This repository contains the code and results for my master’s thesis:
- Title: Sentence Embeddings in Various Supervision Settings
- Author: Johanna Reiml
- University: Ludwig-Maximilians-Universität München
- Supervised by: Prof. Dr. Thomas Seidl
- Advised by: Dr. Michael Fromm
- Submission Date: February 13, 2023
This thesis explores techniques for enhancing sentence embeddings, which are vectors that capture the meaning of sentences. The focus is on improving embeddings under different supervision settings. The key contributions are:
- Cross-Bi-Encoder (CBE): Enhances Augmented SBERT for better sentence-pair task performance.
- Noise Matching (NM): A contrastive training objective to create deletion noise-invariant embeddings.
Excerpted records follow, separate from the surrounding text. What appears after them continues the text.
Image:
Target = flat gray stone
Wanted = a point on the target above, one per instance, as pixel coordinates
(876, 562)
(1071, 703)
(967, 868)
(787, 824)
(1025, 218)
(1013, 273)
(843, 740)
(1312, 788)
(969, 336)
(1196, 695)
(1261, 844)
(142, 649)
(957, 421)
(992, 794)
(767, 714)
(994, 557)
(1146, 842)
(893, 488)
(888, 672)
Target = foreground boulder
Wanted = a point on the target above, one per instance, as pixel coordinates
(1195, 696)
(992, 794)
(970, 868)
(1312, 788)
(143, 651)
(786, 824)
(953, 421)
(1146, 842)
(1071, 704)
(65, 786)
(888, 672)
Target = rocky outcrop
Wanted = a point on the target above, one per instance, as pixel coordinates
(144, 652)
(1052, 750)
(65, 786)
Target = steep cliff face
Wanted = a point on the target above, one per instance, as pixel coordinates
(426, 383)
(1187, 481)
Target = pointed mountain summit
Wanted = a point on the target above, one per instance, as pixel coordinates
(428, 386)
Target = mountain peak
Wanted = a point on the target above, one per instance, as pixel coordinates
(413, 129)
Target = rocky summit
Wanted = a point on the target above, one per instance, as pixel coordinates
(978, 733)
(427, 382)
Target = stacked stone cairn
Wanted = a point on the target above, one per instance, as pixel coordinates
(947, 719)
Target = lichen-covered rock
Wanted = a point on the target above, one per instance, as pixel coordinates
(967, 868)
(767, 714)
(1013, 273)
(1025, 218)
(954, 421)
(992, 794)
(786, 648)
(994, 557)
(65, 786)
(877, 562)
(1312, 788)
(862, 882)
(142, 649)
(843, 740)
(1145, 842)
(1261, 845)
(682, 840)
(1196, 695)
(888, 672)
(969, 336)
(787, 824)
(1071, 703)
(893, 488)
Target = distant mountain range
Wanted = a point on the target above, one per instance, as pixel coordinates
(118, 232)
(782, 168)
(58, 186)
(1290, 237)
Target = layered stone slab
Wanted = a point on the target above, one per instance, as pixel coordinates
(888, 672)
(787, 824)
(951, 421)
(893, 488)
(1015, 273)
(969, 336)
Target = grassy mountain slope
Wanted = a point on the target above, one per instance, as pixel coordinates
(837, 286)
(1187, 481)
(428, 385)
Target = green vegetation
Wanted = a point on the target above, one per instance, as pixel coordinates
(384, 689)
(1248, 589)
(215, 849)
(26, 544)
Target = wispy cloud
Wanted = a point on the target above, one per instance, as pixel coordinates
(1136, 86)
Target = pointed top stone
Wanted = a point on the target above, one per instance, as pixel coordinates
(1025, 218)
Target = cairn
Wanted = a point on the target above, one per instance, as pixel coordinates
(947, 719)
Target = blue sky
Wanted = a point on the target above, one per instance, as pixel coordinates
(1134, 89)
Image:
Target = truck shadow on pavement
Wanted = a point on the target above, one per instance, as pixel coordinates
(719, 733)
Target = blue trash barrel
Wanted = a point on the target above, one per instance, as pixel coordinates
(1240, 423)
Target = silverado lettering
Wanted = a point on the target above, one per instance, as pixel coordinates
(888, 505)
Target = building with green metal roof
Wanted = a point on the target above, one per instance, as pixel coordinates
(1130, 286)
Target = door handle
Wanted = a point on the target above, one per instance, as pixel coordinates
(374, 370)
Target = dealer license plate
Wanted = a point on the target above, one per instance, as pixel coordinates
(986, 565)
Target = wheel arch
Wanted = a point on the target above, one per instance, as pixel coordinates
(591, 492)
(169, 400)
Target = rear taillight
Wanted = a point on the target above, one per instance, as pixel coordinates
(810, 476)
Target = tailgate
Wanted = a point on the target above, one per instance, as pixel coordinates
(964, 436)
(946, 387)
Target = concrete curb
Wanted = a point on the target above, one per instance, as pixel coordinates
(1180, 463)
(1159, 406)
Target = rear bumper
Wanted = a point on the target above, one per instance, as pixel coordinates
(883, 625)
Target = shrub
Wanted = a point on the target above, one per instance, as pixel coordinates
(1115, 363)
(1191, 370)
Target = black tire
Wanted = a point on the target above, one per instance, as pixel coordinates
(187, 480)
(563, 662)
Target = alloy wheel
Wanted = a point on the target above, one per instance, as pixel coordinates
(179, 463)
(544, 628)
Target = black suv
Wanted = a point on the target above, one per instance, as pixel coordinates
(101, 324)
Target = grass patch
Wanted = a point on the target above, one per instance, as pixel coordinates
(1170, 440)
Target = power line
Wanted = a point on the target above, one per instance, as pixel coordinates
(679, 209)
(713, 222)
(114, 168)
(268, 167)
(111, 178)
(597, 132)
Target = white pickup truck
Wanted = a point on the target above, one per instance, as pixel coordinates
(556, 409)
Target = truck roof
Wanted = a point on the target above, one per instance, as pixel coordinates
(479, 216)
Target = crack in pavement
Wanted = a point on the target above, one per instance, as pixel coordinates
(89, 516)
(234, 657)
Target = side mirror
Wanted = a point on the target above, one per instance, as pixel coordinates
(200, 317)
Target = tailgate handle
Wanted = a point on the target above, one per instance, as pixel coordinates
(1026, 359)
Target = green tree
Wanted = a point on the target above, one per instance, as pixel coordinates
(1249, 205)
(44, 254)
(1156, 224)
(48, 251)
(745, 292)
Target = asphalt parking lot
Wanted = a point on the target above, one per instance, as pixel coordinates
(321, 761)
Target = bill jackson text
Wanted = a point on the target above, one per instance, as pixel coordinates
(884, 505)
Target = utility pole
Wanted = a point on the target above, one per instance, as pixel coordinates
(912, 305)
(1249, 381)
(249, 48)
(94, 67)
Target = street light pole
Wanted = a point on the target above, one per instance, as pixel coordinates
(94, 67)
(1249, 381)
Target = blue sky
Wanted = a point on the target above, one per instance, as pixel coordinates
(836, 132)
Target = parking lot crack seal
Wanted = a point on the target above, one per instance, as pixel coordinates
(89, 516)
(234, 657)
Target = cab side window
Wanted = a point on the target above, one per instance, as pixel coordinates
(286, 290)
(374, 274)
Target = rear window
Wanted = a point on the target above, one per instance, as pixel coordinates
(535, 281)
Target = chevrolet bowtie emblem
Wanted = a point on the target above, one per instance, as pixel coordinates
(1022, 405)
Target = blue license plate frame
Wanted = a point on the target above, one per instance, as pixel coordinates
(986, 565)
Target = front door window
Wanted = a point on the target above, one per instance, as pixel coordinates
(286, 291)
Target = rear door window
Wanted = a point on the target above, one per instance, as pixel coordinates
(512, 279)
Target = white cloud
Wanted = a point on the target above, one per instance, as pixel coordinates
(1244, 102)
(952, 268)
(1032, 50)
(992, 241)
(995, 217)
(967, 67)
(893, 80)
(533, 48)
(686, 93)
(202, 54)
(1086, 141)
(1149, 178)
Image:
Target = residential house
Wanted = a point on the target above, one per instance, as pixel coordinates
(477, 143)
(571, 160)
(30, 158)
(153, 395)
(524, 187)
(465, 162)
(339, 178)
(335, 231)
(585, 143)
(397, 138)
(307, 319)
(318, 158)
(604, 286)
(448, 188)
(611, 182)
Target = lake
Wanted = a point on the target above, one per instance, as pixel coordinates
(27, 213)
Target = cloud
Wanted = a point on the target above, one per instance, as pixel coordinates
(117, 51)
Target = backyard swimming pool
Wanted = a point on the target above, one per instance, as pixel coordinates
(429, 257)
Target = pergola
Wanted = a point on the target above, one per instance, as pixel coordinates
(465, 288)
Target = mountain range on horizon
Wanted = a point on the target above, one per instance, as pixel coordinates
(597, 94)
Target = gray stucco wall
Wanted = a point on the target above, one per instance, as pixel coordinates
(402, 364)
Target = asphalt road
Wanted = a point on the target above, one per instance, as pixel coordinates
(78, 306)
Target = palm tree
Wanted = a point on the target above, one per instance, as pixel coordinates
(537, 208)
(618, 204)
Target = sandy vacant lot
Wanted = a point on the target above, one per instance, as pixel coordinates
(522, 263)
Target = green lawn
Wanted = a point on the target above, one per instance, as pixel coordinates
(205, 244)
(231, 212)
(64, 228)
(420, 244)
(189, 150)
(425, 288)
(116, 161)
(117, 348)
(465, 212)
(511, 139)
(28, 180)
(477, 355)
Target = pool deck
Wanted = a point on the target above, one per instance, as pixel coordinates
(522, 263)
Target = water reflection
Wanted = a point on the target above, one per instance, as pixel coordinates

Experiments were conducted on established datasets and evaluated using SentEval and USEB.
- Python 3.10+
- Install dependencies using:
pip3 install -r requirements.txt
-
Download Datasets: Follow the instructions in
datasets/README.md
to download and prepare the datasets. -
Run Experiments: Use the following command to run all experiments:
python3 src/experiments/run_all.py
Detailed results and evaluations can be found in the output/
directory after running the experiments.
If you use this work, please cite it as:
@mastersthesis{reiml2023sentence,
title={Sentence Embeddings in Various Supervision Settings},
author={Johanna Reiml},
school={Ludwig-Maximilians-Universität München},
year={2023},
note={\url{https://github.com/jreiml/master-thesis-sentence-embeddings}}
}
This work is licensed under the CC BY-SA 4.0 License.